Add a new scheduling policy to support fair-share scheduling. Call this policy CWRR, for container weighted round-robin scheduling. CWRR should introduce a container abstraction and use fair-share scheduling based on each process's assigned container. At each invocation of the scheduler, we will use a hierachical scheme to choose which task to run: first, a container is chosen, then, a task within that container's set is chosen. If we allow each container's chosen task the same amount of time on the CPU, each container should be represented equally.
Since we are making two choices in each scheduling decision, we need two algorithms: one to choose the container, and one to choose one of that container's tasks. Let's start by assuming we will use a Round-Robin scheme to decide which container to choose. We keep a queue of containers, and whichever container was chosen last time we scheduled, we choose the next container in the queue for this schedule. We then choose a task within this container's set of tasks (more on this later), and let it run for a fixed amount of time (the time quantum). Now every container gets an equal amount of CPU time.
Now let's say that some containers are more equal than others. Imagine that we associate an integer, which we'll call a weight, with each container, and when a user is chosen, we let the container's chosen tasks run for W time quanta (instead of a single time quantum), where W is the container's weight. In this way we can specify that some containers get more CPU time than others, and also how much more. A container with a weight of 3 will get 50% more CPU time than a container with weight 2. This is called proportional sharing. More specifically, this implementation of proportional sharing is called Weighted Round-Robin.
We still haven't specified how a task is to be chosen once we choose a container. For simplicity, use a simple round-robin (RR) scheduling algorithm to do that. The intracontainer RR scheduler should use the same default timeslice as the Linux scheduler uses for a task with the default nice value. Otherwise, the RR scheduler should work the same as CWRR except that it schedules tasks, not containers, and there are no different task weights.
(50 pts) Implement a new task scheduler, which we will call Container-based Weighted Round-Robin, or CWRR:
Most of the code of interest for this assignment is
in kernel/sched.c and
include/linux/sched.h. These are probably not
the only files you will need to look at, but they're a
good start. While there is a fair amount of code in these
files, a key goal of this assignment is for you to
understand how to abstract the scheduler code so that you
learn in detail the parts of the scheduler that are
crucial for this assignment and ignore the parts that are
not.
Implement a container abstraction. Your abstraction
should include a container identifier, cid, to identify the
particular instance of a container, much like a pid
identifies a task. For simplicity, make the cid an integer
type. Any set of processes should be assignable to a
container. For example, you should not assume that all
processes associated with a container belong to the same
user. One user may have several containers, and a
container may have processes associated with different
users. You should use sched_setscheduler() to
assign a task to a container, with the cid passed in as
the scheduling parameter. If the cid is -1, a new
container should be allocated and assigned to the task.

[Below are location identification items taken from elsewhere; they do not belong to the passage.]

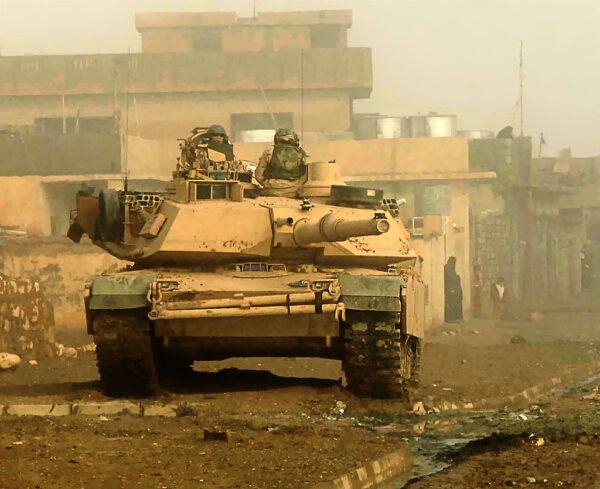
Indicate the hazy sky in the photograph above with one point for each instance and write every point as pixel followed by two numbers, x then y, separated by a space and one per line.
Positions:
pixel 450 56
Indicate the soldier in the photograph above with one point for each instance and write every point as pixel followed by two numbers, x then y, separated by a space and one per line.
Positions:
pixel 283 166
pixel 218 141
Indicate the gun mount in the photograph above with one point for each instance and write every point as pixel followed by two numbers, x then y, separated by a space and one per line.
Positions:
pixel 331 228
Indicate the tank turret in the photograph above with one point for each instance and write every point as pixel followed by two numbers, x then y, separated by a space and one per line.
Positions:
pixel 226 268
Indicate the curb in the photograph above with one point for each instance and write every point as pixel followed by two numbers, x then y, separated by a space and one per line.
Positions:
pixel 108 408
pixel 526 396
pixel 394 467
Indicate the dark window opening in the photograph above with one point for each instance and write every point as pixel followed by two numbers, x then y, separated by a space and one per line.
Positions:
pixel 206 39
pixel 260 121
pixel 76 125
pixel 324 36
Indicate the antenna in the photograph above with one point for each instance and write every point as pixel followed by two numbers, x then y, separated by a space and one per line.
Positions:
pixel 268 107
pixel 125 141
pixel 301 96
pixel 521 78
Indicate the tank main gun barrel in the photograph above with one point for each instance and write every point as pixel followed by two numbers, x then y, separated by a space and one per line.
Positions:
pixel 331 228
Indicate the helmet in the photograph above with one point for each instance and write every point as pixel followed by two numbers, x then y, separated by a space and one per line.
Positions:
pixel 216 130
pixel 284 135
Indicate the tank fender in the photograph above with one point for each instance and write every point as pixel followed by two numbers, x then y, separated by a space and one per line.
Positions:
pixel 371 292
pixel 120 291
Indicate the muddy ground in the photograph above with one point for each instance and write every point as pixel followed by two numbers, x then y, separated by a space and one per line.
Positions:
pixel 292 423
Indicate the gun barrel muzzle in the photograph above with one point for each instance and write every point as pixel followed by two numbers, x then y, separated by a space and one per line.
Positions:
pixel 330 228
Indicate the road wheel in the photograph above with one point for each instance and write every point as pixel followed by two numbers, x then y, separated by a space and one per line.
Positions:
pixel 124 353
pixel 378 360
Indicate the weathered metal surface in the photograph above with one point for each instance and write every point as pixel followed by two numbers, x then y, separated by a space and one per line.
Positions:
pixel 125 291
pixel 371 293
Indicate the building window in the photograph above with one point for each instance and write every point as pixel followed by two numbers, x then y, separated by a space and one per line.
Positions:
pixel 250 126
pixel 324 36
pixel 206 39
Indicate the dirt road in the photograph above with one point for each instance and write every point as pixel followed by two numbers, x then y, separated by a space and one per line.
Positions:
pixel 292 423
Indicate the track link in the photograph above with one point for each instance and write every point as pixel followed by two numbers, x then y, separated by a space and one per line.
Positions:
pixel 124 353
pixel 379 360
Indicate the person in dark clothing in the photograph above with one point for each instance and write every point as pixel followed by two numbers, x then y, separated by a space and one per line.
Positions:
pixel 499 298
pixel 452 292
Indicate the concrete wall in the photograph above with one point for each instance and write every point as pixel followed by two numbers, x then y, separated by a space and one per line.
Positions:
pixel 313 69
pixel 174 115
pixel 28 154
pixel 74 265
pixel 174 31
pixel 23 203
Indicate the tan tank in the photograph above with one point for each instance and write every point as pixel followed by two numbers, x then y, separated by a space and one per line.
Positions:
pixel 221 271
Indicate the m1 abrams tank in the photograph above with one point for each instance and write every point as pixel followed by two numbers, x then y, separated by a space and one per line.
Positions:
pixel 220 271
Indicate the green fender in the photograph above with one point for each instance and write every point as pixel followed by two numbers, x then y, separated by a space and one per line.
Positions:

If a container no longer contains any tasks, it should be
removed. Similarly, sched_getscheduler()
should return the scheduling policy of the process and
sched_getparam() should return the cid of a
task if it is assigned to a container. Other aspects of
the container abstraction implementation should be guided
by the implementation requirements discussed below.
Implement container weights. Add two system calls,
getcweight() and
setcweight(), with the following
prototypes:
int getcweight(int cid);
int setcweight(int cid, int weight);
Give getcweight() syscall number 223,
and setcweight() number
251. getcweight() should return the weight
of the specified container, or -1 on error. The default container
weight should be 1. setcweight() should
give the specified container the specified weight, and return
0, or -1 on error.
For either call, a cid value of -1 indicates the
current container (that is, the owner of the task that is
making the system call). Otherwise, the range of valid
cids should be 0-65535. A bad cid should result in a
return value of -1 and errno set to
EINVAL. Only root is allowed to call
setcweight(); a call by any other user should
return -1 and set errno to EACCES. Also, a
container's weight must be greater than zero. Any attempt
to set a bad weight is an error, and errno should be set
to EINVAL.
Put your code for these two system calls at the bottom
of kernel/sched.c.
Your scheduler should operate alongside the existing
Linux scheduler. Therefore, you should add a new
scheduling policy, SCHED_CWRR. The value of
SCHED_CWRR should be 4. Only tasks
whose policy is set to SCHED_CWRR (normally
done via the system call
sched_setscheduler()) should be considered
for selection by your new scheduler.
Your scheduler and the existing scheduler should interoperate as follows:
If there are any running tasks whose policy is
SCHED_RR or SCHED_FIFO
(these are real-time tasks), one of them should be
chosen before any other, according to the existing
Linux scheduler rules.
If there are any running tasks whose policy is
SCHED_CWRR (your scheduler), one of them
should be chosen before any SCHED_NORMAL
(the default scheduler) tasks, according to the rules
outlined.
If all running tasks have a policy of
SCHED_NORMAL (or SCHED_BATCH),
the default scheduler should be used to choose a task,
according to the default scheduler's rules.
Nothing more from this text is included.